The present invention relates generally to protection schemes for semiconductor devices from ESD (electrostatic discharge) and/or accumulated charges, and more particularly, to protection schemes for semiconductor devices having dummy pads from ESD and/or accumulated charges.

Isolated or dummy bond pads having solder balls formed thereon are often employed in the fabrication of semiconductor devices for improving the mechanical robustness of these devices. These dummy pads are isolated and are often not electrically connected to any circuit. However, accumulated charges or ESD often accumulate on these dummy pads and as a result discharge to neighboring devices, thereby damaging them or the top metal lines in these devices.

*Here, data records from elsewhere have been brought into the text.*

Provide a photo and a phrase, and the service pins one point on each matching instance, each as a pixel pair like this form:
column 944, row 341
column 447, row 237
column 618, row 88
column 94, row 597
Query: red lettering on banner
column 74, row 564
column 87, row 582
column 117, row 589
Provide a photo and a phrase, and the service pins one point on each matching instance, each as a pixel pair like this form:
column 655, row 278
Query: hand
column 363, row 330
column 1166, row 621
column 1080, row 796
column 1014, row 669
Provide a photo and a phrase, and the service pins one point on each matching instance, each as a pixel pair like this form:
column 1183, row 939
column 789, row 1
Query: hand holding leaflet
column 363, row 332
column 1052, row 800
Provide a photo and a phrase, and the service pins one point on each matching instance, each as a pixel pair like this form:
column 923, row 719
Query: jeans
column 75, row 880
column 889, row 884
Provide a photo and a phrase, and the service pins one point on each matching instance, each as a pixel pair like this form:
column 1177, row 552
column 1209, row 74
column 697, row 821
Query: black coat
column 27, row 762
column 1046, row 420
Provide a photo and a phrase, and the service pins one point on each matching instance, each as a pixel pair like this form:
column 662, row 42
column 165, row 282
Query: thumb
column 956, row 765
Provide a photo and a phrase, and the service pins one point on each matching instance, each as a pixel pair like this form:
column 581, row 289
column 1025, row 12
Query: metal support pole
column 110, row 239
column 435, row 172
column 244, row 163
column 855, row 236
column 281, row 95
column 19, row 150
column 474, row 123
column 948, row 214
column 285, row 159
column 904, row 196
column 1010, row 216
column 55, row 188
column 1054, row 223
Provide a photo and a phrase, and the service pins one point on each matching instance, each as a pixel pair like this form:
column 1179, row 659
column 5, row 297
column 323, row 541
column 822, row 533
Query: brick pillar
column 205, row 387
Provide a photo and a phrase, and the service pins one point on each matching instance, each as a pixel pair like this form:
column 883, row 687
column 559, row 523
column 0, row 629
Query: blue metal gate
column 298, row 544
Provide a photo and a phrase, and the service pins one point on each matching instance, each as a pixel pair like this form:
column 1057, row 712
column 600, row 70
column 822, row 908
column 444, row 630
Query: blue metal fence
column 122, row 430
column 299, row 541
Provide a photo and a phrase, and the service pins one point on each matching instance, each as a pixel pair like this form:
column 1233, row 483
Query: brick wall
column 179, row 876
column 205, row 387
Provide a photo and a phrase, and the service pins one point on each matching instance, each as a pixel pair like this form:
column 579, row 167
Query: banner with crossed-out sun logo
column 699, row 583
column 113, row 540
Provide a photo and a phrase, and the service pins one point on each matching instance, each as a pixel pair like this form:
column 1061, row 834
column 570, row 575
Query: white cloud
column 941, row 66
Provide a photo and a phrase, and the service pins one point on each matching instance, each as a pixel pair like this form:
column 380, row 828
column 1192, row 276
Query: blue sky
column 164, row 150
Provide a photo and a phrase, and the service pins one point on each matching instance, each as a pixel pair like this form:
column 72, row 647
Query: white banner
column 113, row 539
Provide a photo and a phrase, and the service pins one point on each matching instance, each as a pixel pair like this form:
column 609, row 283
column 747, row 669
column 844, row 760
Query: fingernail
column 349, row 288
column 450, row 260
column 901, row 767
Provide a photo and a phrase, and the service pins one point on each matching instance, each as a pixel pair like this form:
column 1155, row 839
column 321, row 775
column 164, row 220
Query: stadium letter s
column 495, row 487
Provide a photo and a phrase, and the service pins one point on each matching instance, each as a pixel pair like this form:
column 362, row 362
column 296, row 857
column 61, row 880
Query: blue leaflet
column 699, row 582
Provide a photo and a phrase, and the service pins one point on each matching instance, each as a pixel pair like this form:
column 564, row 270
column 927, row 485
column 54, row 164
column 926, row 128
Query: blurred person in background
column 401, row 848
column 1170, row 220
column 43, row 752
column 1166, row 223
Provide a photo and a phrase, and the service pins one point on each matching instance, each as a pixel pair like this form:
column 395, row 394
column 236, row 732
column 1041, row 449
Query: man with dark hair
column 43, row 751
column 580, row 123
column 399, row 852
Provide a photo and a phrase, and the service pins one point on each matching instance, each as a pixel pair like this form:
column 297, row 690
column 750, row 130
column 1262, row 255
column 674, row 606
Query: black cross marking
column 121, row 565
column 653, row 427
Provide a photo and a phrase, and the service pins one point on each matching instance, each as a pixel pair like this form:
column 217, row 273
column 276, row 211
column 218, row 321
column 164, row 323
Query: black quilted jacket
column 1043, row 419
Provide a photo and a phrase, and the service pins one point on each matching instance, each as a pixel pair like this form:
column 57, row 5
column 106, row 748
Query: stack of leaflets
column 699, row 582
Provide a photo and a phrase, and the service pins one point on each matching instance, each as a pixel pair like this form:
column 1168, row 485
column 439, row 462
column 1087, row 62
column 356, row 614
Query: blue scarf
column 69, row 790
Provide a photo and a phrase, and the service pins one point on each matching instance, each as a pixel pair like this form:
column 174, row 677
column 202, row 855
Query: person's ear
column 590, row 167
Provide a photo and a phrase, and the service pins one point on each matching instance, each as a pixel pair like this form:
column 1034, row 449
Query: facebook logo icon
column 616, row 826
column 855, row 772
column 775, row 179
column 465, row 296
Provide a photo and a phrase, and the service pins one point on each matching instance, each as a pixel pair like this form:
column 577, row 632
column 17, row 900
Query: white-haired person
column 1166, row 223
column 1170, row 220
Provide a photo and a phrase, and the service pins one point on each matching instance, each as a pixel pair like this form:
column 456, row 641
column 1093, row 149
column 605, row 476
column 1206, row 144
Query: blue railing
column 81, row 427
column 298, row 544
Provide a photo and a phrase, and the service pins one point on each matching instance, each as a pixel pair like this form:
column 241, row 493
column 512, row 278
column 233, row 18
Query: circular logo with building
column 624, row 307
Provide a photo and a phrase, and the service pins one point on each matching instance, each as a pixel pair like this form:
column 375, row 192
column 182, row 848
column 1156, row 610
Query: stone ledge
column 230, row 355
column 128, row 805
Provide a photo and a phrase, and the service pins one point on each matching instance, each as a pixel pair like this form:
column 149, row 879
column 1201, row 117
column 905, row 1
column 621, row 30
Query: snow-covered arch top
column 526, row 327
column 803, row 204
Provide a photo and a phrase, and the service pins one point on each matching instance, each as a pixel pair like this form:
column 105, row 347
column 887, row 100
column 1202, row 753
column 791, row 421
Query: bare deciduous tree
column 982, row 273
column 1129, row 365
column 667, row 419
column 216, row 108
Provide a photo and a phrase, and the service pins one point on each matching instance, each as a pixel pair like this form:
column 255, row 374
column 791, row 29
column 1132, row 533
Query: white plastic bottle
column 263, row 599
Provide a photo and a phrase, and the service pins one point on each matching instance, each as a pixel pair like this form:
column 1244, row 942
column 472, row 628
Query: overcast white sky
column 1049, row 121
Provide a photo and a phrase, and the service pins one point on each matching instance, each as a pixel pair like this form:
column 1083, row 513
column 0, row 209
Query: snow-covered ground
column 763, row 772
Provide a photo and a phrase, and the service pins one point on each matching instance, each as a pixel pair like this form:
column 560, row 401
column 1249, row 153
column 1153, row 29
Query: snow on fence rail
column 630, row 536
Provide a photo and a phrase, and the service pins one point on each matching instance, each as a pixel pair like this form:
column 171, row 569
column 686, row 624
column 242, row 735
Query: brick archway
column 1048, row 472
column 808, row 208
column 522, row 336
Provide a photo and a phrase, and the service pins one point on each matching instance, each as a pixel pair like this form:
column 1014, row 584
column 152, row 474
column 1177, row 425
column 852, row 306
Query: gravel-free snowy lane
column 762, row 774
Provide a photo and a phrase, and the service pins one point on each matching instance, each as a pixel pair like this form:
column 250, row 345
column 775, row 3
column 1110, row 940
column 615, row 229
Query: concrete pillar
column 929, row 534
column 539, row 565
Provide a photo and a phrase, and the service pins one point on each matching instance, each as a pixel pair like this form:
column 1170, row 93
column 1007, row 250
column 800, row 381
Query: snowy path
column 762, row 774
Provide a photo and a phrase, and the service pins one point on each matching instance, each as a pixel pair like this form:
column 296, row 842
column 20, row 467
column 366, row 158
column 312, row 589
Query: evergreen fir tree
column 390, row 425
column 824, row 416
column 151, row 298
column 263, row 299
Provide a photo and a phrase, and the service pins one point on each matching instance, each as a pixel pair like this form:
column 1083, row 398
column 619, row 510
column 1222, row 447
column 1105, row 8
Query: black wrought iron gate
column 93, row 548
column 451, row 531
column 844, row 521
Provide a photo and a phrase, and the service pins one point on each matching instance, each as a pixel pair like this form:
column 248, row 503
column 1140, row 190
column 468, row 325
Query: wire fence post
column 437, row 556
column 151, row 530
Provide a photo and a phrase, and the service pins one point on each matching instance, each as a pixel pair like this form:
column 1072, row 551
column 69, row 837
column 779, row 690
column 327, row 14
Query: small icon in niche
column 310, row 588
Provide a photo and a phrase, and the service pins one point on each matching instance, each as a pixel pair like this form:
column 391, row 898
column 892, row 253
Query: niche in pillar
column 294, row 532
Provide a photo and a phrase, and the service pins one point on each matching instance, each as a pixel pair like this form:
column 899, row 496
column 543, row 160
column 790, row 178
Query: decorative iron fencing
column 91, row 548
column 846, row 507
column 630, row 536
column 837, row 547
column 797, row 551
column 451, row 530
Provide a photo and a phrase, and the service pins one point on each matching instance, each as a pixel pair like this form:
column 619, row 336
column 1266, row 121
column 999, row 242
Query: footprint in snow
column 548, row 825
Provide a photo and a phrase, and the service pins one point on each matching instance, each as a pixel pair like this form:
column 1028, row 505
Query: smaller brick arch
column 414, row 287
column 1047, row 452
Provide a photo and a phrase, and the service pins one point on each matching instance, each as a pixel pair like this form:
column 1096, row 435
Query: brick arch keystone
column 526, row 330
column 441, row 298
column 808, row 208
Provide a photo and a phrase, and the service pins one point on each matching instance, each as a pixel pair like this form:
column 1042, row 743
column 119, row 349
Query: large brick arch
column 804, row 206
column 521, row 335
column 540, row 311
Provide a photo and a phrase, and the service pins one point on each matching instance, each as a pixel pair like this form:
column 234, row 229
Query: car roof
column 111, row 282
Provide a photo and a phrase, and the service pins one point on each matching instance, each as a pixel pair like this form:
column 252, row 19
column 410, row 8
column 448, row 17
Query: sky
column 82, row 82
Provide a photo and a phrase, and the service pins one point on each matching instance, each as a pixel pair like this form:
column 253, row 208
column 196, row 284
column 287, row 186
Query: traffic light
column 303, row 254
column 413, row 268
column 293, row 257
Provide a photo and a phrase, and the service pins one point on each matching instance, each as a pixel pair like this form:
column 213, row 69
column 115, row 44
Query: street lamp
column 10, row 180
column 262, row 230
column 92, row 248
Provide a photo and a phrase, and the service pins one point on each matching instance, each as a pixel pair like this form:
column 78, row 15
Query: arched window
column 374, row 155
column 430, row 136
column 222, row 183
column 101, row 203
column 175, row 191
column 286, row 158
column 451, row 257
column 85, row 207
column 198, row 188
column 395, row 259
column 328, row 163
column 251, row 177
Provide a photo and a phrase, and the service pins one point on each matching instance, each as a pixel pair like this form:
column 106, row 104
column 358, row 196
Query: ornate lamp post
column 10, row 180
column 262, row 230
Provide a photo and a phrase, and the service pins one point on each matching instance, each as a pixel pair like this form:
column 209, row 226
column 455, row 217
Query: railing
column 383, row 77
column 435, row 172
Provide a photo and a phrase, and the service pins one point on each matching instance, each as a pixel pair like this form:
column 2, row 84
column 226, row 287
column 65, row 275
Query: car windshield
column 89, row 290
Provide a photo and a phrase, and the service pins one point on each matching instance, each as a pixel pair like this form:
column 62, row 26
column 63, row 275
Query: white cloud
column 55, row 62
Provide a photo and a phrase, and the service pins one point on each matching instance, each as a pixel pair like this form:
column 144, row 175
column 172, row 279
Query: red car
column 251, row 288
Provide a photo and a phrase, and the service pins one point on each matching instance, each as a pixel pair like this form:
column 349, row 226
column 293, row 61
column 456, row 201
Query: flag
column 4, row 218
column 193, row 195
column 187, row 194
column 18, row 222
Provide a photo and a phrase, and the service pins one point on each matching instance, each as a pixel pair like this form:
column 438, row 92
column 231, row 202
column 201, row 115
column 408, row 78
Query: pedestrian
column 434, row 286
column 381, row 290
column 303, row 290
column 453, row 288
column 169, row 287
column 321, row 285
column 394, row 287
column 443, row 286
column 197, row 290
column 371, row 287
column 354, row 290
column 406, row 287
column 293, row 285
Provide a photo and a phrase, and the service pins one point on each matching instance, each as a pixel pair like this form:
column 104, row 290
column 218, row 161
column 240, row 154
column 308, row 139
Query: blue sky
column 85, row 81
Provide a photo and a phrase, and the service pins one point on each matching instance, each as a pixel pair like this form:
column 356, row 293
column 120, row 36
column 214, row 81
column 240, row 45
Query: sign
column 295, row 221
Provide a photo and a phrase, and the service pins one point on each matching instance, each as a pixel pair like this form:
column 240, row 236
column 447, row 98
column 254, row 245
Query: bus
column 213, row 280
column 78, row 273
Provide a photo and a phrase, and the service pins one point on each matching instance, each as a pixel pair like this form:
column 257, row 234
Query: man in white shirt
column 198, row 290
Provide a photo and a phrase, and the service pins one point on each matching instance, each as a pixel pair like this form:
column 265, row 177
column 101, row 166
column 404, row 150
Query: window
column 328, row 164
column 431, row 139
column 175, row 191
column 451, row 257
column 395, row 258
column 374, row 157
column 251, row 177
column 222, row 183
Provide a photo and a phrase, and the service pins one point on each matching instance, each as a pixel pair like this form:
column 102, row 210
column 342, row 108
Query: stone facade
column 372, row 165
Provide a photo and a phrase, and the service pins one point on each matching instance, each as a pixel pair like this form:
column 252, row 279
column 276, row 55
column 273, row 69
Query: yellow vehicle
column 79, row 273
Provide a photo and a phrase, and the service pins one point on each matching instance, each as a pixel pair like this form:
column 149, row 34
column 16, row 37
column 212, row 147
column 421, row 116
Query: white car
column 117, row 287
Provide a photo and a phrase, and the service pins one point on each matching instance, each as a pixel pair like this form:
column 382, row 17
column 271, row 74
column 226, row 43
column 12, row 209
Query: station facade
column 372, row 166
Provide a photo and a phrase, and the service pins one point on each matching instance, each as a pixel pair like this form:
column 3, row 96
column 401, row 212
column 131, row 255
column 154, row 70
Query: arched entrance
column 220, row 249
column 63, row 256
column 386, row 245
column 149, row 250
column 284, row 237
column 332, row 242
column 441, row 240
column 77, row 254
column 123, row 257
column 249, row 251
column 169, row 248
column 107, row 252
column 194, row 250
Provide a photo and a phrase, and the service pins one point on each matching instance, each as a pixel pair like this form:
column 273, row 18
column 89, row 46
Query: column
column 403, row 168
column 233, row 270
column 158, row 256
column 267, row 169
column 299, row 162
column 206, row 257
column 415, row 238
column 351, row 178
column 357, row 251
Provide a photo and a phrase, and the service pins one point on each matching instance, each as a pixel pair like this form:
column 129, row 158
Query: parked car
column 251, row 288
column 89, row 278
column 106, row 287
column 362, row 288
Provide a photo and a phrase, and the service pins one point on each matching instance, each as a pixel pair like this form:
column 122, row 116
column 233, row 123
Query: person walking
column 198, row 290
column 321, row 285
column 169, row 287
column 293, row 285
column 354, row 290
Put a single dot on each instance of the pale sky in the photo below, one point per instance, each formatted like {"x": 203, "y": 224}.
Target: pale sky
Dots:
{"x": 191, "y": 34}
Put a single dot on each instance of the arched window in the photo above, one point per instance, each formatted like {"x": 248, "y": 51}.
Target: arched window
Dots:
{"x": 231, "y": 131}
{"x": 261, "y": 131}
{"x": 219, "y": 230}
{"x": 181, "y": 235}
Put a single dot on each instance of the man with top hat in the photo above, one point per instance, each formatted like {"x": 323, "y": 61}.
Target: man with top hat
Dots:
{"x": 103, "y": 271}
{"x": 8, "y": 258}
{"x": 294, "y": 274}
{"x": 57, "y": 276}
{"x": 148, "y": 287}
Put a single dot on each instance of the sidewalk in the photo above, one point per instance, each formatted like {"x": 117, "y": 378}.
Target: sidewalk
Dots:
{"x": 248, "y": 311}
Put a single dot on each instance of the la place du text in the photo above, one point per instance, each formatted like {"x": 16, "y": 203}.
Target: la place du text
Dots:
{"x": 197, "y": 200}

This problem is illustrated in FIG. 1. FIG. 1 shows a cross-sectional view of a semiconductor device 10 having a plurality of metal lines M1, M2, M3 formed overlying a substrate and a plurality of via plugs 40 through intermetal dielectric layers (not shown) formed between the layers of metal lines. A dummy pad 20 having a solder ball 30 formed thereon is positioned above a top most metal line M3. When accumulated charges or ESD 70 build up on dummy pad 20, they discharge to ground thereby damaging an internal circuit 60 in an active area 50 of the semiconductor device 10. The ESD event may have caused a metal layer to melt, junction breakdown, or oxide failure.

ESD affects production yields, manufacturing costs, product quality, product reliability, and profitability. As current trends in product design and development pack more circuitry onto these devices, further increasing their sensitivity to ESD, the potential problem becomes even more acute.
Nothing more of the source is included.